I'm trying to load JSON data to BigQuery. The excerpt of my data causing problems looks like that:

{"page":"295"}
{"page":["295", "123"]}

I have defined schema for this field to be:

{
  "name": "page",
  "type": "string",
  "mode": "repeated"
}

I'm getting an error of "Repeated field must be imported as a JSON array." I think the problem is caused by the structure of the JSON itself. The string in the first row should be 1 element array instead of just a string. The data was delivered to me like this. I am trying to find a way to force BigQuery to read this string as a one element array instead of fixing the file (which is hundred gigabytes). Is there any solution?

1

1 Answers

1
votes

One option is to use BigQuery to transform the data itself. Supposing that you are able to import the rows as CSV instead (pick an arbitrary separator that doesn't appear in your data) you can use the JSON_EXTRACT function to retrieve the value(s) of page across rows. For example,

#standardSQL
SELECT JSON_EXTRACT(json, '$.page') AS page
FROM UnprocessedTable;

You can use the SPLIT function or REGEXP_EXTRACT_ALL to retrieve the individual values afterward.
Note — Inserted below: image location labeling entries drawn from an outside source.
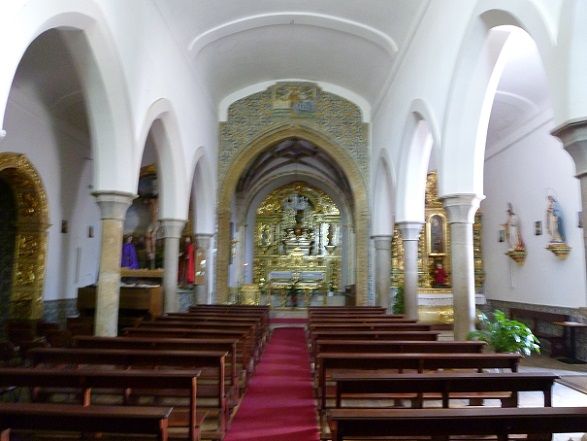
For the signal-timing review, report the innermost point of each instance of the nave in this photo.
(223, 374)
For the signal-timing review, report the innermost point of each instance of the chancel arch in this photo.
(254, 152)
(270, 184)
(23, 272)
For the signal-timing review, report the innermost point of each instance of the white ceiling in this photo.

Edit: As a concrete example, you can try this query:

#standardSQL
WITH T AS (
  SELECT '{"page": "foo"}' AS json UNION ALL
  SELECT '{"page": ["bar", "baz"]}' AS json UNION ALL
  SELECT '{"page": ["a", "b", "c"]}' AS json
)
SELECT
  REGEXP_EXTRACT_ALL(JSON_EXTRACT(json, '$.page'), r'"([^"]*)"') AS pages
FROM T;

This returns the JSON arrays (or scalar strings) as an ARRAY<STRING> column.